Am Freitagabend bekamen viele Münchner eine größere Gruppe Radfahrer zu sehen, die kreuz und quer durch die Stadt fuhr. Eine Fahrraddemo? Nicht wirklich – eine „Critical Mass“, die es auch in vielen anderen Großstädten gibt: Man trifft sich scheinbar zufällig, um gemeinsam durch die Nacht zu radeln. Ganz so konspirativ geht es in München nicht zu, es gibt ja eine öffentlich einsehbare Facebook-Gruppe, die die Termine bekannt macht. Und die Münchner Polizei ignoriert die harmlose Aktion, vermutlich auf Anweisung von oben.
Der Witz dabei ist: Wenn sich mindestens 16 Leute mit Fahrrad am Treffpunkt zu Füßen der Bavaria einfinden, erlaubt es die Straßenverkehrsordnung, nebeneinander auf der Fahrbahn zu radeln – auch dort, wo ein benutzungspflichtiger Radweg vorhanden wäre. Es geht also darum, eine Fahrspur einzunehmen und selbstbewusster Teil des fließenden Verkehrs zu werden, die genaue Route ergibt sich beim Fahren. Und so fährt man dann gemeinsam über die Hauptverkehrsstraßen der Altstadt und der angrenzenden Stadbezirke – immer schön langsam und diszipliniert, um niemand abzuhängen. Dann darf man sogar als geschlossene Gruppe die Kreuzung überqueren, selbst wenn die Ampel mittendrin umschalten sollte.
Da die Verkehrsregeln rund ums Fahrrad nicht allgemein bekannt sind, kann sich mancher Autofahrer offenbar nicht vorstellen, dass alles mit rechten Dingen zugeht, wenn eine Gruppe Radfahrer mitten auf der Leopoldstraße oder dem Altstadtring unterwegs ist. Wenn der Altstadtring dann für eine kurze Strecke einspurig wird und Autofahrer ihre Geschwindigkeit an Fahrräder anpassen müssen, findet sich auch wer, der aus Protest hupt, obwohl alles korrekt abläuft. Nur durch den Altstadttunnel dürfen wir leider nicht radeln, der ist nämlich als Kraftfahrstraße ausgeschildert und nur bei der Radlnacht fürs Radfahren freigegeben.

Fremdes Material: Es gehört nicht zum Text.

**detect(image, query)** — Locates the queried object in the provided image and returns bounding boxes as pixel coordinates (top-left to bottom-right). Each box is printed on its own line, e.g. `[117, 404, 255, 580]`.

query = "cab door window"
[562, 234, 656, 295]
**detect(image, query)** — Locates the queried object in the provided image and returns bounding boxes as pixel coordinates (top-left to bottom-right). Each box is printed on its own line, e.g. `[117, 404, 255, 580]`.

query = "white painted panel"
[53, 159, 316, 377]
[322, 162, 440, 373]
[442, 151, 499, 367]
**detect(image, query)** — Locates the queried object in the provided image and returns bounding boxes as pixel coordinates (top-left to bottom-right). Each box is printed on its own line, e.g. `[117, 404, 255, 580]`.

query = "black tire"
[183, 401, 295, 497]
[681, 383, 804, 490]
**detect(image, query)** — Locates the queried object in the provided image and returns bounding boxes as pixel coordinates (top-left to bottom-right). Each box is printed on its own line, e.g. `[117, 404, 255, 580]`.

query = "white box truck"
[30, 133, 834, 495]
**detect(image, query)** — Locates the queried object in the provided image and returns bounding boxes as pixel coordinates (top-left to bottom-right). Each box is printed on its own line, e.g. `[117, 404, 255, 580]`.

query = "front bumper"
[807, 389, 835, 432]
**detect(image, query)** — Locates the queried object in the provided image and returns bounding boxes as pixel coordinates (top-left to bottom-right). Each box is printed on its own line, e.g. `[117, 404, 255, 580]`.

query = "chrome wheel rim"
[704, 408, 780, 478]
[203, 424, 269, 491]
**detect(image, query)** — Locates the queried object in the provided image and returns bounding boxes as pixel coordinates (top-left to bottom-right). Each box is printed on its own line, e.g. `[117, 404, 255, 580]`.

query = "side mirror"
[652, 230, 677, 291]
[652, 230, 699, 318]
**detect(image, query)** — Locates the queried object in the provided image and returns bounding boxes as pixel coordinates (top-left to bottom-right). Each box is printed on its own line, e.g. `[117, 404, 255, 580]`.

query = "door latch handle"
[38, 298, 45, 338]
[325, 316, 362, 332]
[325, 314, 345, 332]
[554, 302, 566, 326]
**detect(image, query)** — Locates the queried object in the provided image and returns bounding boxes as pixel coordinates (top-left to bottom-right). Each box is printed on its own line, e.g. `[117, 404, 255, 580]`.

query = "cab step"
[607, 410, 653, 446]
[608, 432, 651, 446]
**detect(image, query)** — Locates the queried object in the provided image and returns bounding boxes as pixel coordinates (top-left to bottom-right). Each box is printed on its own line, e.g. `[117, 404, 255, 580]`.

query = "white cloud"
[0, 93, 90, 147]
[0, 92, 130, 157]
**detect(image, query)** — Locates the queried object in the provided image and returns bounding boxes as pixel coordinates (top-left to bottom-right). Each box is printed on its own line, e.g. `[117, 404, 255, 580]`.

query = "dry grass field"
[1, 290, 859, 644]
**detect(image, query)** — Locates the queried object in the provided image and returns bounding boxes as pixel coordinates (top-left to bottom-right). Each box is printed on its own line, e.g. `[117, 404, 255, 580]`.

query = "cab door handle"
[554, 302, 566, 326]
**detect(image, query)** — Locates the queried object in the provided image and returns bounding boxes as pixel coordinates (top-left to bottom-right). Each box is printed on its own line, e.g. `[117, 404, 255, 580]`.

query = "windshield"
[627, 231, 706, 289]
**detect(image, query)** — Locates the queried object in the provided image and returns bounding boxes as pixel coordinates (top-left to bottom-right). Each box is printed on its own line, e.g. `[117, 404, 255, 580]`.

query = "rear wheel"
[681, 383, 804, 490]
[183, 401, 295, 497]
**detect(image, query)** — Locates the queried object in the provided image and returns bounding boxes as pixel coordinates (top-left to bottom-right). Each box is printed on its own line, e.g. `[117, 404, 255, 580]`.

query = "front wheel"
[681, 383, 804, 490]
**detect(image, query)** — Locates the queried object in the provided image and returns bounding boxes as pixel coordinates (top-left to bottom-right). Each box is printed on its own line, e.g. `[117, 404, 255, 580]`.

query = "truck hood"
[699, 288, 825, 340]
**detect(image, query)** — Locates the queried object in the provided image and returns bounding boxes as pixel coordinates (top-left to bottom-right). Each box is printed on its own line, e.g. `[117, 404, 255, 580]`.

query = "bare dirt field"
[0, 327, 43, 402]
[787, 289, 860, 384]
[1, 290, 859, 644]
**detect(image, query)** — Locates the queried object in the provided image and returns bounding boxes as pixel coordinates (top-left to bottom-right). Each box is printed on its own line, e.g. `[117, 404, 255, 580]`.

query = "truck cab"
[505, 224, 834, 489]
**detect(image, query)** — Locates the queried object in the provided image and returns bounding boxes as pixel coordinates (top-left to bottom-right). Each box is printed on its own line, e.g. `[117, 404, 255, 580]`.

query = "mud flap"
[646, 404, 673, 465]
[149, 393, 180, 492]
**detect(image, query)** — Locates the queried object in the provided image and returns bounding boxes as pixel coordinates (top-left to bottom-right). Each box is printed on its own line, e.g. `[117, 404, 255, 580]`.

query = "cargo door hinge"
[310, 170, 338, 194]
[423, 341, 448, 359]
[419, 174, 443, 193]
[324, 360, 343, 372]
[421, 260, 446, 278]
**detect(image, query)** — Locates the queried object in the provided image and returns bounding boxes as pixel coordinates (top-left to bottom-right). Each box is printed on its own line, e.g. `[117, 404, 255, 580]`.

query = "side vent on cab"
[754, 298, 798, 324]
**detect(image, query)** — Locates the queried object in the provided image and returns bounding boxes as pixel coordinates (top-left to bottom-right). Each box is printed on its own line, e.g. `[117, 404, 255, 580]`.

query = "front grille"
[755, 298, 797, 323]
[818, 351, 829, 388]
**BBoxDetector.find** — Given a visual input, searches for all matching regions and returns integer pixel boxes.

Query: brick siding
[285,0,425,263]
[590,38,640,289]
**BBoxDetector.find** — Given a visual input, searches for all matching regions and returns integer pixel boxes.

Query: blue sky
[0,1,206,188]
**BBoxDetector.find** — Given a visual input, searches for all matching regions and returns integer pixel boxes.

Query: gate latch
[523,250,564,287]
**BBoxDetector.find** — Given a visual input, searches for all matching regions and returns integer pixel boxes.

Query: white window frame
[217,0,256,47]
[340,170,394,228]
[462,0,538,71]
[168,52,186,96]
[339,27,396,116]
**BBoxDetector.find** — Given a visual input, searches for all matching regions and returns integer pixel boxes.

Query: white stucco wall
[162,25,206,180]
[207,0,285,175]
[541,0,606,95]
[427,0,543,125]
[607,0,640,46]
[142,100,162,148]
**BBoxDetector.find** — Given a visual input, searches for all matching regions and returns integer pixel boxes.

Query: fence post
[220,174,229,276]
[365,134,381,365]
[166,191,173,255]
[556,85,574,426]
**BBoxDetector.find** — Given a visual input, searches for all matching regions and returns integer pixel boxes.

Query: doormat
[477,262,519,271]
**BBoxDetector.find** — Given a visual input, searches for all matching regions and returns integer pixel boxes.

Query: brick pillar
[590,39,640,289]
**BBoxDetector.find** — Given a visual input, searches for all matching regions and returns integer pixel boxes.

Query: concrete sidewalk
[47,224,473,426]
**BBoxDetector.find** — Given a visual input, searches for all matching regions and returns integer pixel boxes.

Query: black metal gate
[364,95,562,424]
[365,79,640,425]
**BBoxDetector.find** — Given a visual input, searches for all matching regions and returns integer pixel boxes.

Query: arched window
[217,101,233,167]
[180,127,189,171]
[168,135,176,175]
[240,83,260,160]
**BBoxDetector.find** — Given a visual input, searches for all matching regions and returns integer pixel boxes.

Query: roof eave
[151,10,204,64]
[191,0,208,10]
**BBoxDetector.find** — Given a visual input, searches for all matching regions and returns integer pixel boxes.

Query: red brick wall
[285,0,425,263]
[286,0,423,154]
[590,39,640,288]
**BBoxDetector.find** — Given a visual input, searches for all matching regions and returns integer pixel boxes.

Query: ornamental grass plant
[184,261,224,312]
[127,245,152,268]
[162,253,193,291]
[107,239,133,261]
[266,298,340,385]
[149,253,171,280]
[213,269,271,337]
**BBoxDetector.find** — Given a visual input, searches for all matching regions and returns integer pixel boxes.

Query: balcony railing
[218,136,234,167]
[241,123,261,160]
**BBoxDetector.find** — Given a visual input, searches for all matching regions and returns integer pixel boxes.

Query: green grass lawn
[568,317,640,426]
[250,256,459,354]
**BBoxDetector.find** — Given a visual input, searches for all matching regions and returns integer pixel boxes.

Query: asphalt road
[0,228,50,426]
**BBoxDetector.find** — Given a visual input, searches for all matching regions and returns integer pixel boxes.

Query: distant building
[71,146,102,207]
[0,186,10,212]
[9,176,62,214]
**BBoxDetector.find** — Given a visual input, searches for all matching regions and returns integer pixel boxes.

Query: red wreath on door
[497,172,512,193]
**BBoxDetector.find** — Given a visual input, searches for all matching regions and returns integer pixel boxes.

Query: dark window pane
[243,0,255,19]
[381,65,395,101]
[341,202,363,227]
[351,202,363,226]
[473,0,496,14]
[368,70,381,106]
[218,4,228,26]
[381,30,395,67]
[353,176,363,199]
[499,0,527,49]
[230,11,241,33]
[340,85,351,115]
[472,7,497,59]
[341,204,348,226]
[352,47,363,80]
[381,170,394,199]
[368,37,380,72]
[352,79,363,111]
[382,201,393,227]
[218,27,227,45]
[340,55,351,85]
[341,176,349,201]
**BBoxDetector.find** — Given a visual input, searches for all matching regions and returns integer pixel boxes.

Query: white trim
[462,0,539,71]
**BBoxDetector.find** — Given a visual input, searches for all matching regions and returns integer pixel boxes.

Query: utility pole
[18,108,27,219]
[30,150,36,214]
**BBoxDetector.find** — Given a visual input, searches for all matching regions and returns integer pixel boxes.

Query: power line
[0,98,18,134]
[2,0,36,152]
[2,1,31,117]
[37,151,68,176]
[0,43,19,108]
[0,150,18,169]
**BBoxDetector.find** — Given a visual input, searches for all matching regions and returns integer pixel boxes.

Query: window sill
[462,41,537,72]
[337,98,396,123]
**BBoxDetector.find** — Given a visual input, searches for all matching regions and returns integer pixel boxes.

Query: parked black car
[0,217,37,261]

Auch mal mitradeln, Autofahrer verblüffen und Fußgängern zuwinken? Einfach am dritten Freitag eines Monats gegen 20 Uhr an der Bavaria auftauchen, los gehts etwas später. Die Tour endet irgendwann in einer Kneipe – oder wenn die Route durchs eigene Viertel führt.
Pause am Friedensengel: Statue mit Leichtfahrrad in Szene gesetzt
Inwiefern „ignoriert“ die Polizei die Aktion? Was soll sie denn tun? Legal ist es, gemeinsame Fahrradausflüge sind auch nicht genehmigungspflichtig. Und für eine extra Begleitung per Polizeiauto gibt es auch keinen Anlass, schließlich enden Critical-Mass-Aktionen gewöhnlich eher in Kneipen denn in Straßenschlachten ;)
Ein begleitendes Polizeiauto oder gar ein Hubschrauber hätte mir auch gerade noch gefehlt :-)
Mit ignorieren meinte ich, dass die Polizei gar nicht erst fragt, um was es sich handelt, obwohl es erst mal nach Demo aussieht (wie ja auch manche Autofahrer oder Flaneure an der Bavaria annehmen). Man ist offenbar gebrieft, dass die Tour existiert und nicht angemeldet werden muss.